John Kyle Meades, CCC-SLP has practiced Speech & Language Pathology since 1993. Therapy Group of Tucson, PLLC provides private, powerful and effective speech, occupational, physical & ABA therapy services in Tucson, AZ


  1. lisa and izzie says

    Happy New Year Kyle! Many wishes for an extraordinary 2014! Miss you!

  2. Wendy White says

    I have a grandson diagnosed with autism and developmental delay. he is currently receiving speech therapy at TMC and we have been told there will be no speech services after june and he will be placed on a waiting list. this is unacceptable to me as they have already changed therapists three times. if you can help in any way i would like to meet with you to discuss this situation. I can be reached via email or my phone number is 520 342 6395. thank you for your consideration.

  3. Wendy, give the office a call so that we can get you scheduled. 520-232-2021. I also sent you a private email. Thanks for reaching out to us.

  4. Janne Odlum says

    My name is Janne, I have a son who is now 32 and I think he may have autism, he has never been given the diagnosis but I have my suspicions. He was born a premature baby in 1985. He has had tests and assessments but been told he was was good with his hands.

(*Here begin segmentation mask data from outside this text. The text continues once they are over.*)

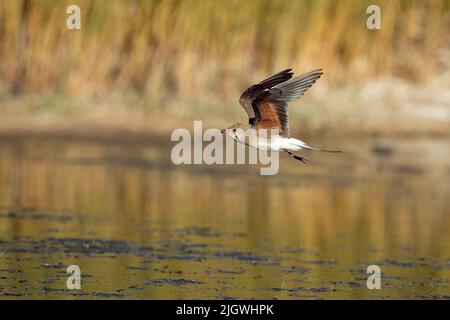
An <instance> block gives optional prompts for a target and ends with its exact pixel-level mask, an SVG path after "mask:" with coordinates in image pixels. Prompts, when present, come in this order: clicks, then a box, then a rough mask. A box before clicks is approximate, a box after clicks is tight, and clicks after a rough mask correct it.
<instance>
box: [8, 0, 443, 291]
mask: <svg viewBox="0 0 450 320" xmlns="http://www.w3.org/2000/svg"><path fill="white" fill-rule="evenodd" d="M375 2H376V3H374V1H370V2H369V1H360V0H342V1H331V0H330V1H327V0H314V1H312V0H304V1H289V0H283V1H281V0H271V1H268V0H258V1H256V0H247V1H236V0H230V1H219V0H211V1H201V2H200V1H194V0H184V1H174V0H166V1H156V0H155V1H150V0H149V1H139V0H134V1H121V0H112V1H89V0H77V1H65V0H58V1H56V0H54V1H51V0H17V1H15V0H14V1H13V0H0V115H1V116H0V298H45V299H47V298H67V299H72V298H74V297H75V298H86V299H106V298H133V299H134V298H146V299H148V298H153V299H158V298H172V299H173V298H176V299H179V298H191V299H192V298H204V299H227V298H231V299H233V298H234V299H239V298H247V299H251V298H269V299H273V298H276V299H324V298H325V299H329V298H339V299H350V298H358V299H393V298H396V299H449V298H450V232H449V230H450V212H449V209H448V208H450V203H449V201H450V200H449V199H450V186H449V181H450V163H449V159H450V143H449V138H450V91H449V90H448V89H449V88H450V73H449V66H450V46H449V44H450V32H449V31H450V1H448V0H432V1H412V0H410V1H406V0H404V1H398V0H397V1H396V0H389V1H381V0H380V1H375ZM71 4H77V5H78V6H79V7H80V9H81V30H68V29H67V28H66V19H67V18H68V16H69V14H67V13H66V8H67V6H68V5H71ZM369 4H377V5H379V7H380V8H381V30H369V29H367V27H366V19H367V17H368V16H369V15H368V14H367V13H366V9H367V7H368V6H369ZM286 68H294V70H295V72H296V73H297V74H301V73H304V72H308V71H310V70H313V69H316V68H323V69H324V72H325V73H324V75H323V76H322V77H321V79H320V80H319V81H318V82H317V83H316V84H315V85H314V86H313V87H312V88H311V89H310V90H309V91H308V92H307V93H306V95H305V96H304V97H302V98H301V99H300V100H299V101H296V102H293V103H291V104H290V124H291V133H293V135H295V136H296V137H299V138H301V139H302V140H304V141H306V142H307V143H309V144H311V145H313V146H317V147H323V148H325V149H339V150H343V151H344V152H343V153H341V154H314V153H304V154H302V155H303V156H305V157H306V158H307V159H309V160H310V162H309V164H308V165H306V166H305V165H303V164H299V163H298V162H296V161H293V160H292V159H290V158H289V157H284V156H281V157H280V172H279V173H278V174H277V175H275V176H260V175H259V167H258V166H250V165H248V166H243V165H240V166H234V165H227V166H219V165H211V166H208V165H192V166H190V165H185V166H175V165H174V164H173V163H172V162H171V160H170V152H171V148H172V147H173V145H174V143H172V142H171V141H170V133H171V132H172V130H173V129H175V128H179V127H185V128H188V129H192V126H193V120H203V128H204V129H206V128H209V127H216V128H222V127H224V126H228V125H230V124H231V123H234V122H237V121H240V122H243V123H246V122H247V118H246V117H247V116H246V113H245V111H244V110H243V109H242V107H241V106H240V105H239V102H238V98H239V96H240V94H241V92H242V91H243V90H244V89H246V88H247V87H248V86H249V85H251V84H253V83H255V82H258V81H260V80H261V79H263V78H265V77H267V76H268V75H270V74H273V73H275V72H278V71H280V70H282V69H286ZM71 264H76V265H79V266H80V268H81V273H82V290H81V291H77V292H76V293H75V292H73V291H71V290H68V289H67V288H66V286H65V284H66V277H67V275H66V273H65V271H66V267H67V266H68V265H71ZM371 264H376V265H379V266H380V268H381V271H382V289H381V290H368V289H367V287H366V279H367V276H368V275H367V274H366V268H367V267H368V266H369V265H371Z"/></svg>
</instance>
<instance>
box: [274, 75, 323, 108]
mask: <svg viewBox="0 0 450 320" xmlns="http://www.w3.org/2000/svg"><path fill="white" fill-rule="evenodd" d="M322 74H323V71H322V69H317V70H314V71H311V72H308V73H304V74H302V75H300V76H298V77H295V78H293V79H290V80H288V81H286V82H283V83H280V84H278V85H276V86H274V87H273V88H272V89H271V90H270V93H271V94H270V97H269V100H277V101H285V102H289V101H294V100H297V99H298V98H300V97H301V96H302V95H304V94H305V92H306V90H308V89H309V88H311V86H312V85H313V84H314V83H315V82H316V81H317V79H319V78H320V76H321V75H322Z"/></svg>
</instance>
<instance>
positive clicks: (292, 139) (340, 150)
mask: <svg viewBox="0 0 450 320" xmlns="http://www.w3.org/2000/svg"><path fill="white" fill-rule="evenodd" d="M291 140H293V143H294V144H295V145H296V146H298V147H300V148H302V149H306V150H312V151H322V152H331V153H339V152H342V151H341V150H326V149H319V148H314V147H311V146H309V145H307V144H306V143H304V142H303V141H301V140H298V139H292V138H291Z"/></svg>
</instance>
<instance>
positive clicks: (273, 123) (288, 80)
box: [252, 69, 323, 137]
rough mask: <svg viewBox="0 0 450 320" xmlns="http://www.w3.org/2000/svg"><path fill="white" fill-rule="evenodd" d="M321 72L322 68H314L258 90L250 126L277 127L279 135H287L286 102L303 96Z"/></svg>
mask: <svg viewBox="0 0 450 320" xmlns="http://www.w3.org/2000/svg"><path fill="white" fill-rule="evenodd" d="M322 74H323V72H322V69H318V70H314V71H311V72H308V73H305V74H302V75H301V76H298V77H296V78H293V79H290V80H288V81H285V82H282V83H280V84H277V85H275V86H273V87H272V88H270V89H267V90H263V91H262V92H260V93H259V95H258V96H257V97H256V98H254V100H253V102H252V108H253V111H254V113H255V120H254V121H253V125H252V128H254V129H277V130H278V131H279V134H280V135H282V136H284V137H289V136H290V133H289V115H288V102H289V101H293V100H296V99H298V98H300V97H301V96H303V94H304V93H305V92H306V90H308V89H309V88H311V86H312V85H313V84H314V83H315V82H316V81H317V79H319V78H320V76H321V75H322Z"/></svg>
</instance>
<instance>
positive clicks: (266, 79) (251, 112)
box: [239, 69, 293, 123]
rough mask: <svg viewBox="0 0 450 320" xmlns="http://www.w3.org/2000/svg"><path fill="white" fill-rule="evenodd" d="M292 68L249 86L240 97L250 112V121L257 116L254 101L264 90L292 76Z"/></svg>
mask: <svg viewBox="0 0 450 320" xmlns="http://www.w3.org/2000/svg"><path fill="white" fill-rule="evenodd" d="M291 70H292V69H286V70H283V71H281V72H279V73H277V74H274V75H272V76H270V77H268V78H267V79H264V80H263V81H261V82H259V83H257V84H254V85H252V86H251V87H249V88H247V90H245V91H244V92H243V93H242V94H241V97H240V98H239V103H240V104H241V105H242V107H244V109H245V111H246V112H247V114H248V117H249V121H250V123H252V121H253V120H252V119H254V118H255V111H254V110H253V107H252V103H253V100H255V98H257V97H258V96H259V95H260V94H261V93H262V92H263V91H264V90H267V89H270V88H272V87H273V86H276V85H277V84H280V83H283V82H285V81H287V80H289V79H290V78H292V75H293V73H292V72H291Z"/></svg>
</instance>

He functions very well but does have certain issues. Where should I go to find out if he has autism.? Regards Janne

  5. Thank you Janne for the comment, The best place to start is for your son to have a chat with his GP. From there, a neurological consult may prove helpful.

  6. Hello, I have a 17 years old sun that is diagnosed with high function autism, but he doesn’t believe that is true
    and slowly he stopped seeing his physiologist. Also he started stuttering at age 3. we are in the process of getting second opinion. do you recommend neurological assessment?
    Tank you

  7. A Neurologist could provide additional data, correct.

  8. Hello my son is 19 months and says about 10
    Words. Hasn’t been diagnose with autism. Should we be concerned? will speech therapy benefit him or should I just give it time? Thanks

  9. Speech therapy can definitely help and this is a great age to start. Also talk with your pediatrician.

  10. Hi there, my daughter recently graduated high school with honors,
    is so intelligent she doesn’t want to be bothered with unnecessary boring classes that are deemed by her to be compulsive boredom.!!!
    She knows what she doesn’t want to do, (the list is endless!!)
    She has no peer group to pressure her.
    Money motivates her but it’s not longer term. What would you suggest doing next.?

  11. Jessica Leonard- Sandino says

    I’m not sure if my 6 year old son is high-functioning autistic or if he may have some sort of sensory/ attentional deficit. His speech is slightly limited but he understands fluently. He also repeats himself extremely often. He learned to read after about 3 days of reading together and he is shockingly proficient with math. He just cannot pay attention to one thing at a time. He also does this rocking motion on specific surfaces like walls or couches or anything where his back hits the surface in a “bouncing” motion. He does the rocking motion rhythmically and often he begins singing along to the rhythm he is making while rocking. He makes rhythms all the time even when he’s not rocking. Do these symptoms sound consistent it’s any specific diagnosis you have encountered?

  12. The safest bet is to have a evaluation; More specifically speech and occupational therapy. Please call 520-232-2021 to schedule so that we can help!

  13. Sounds like she is doing it already!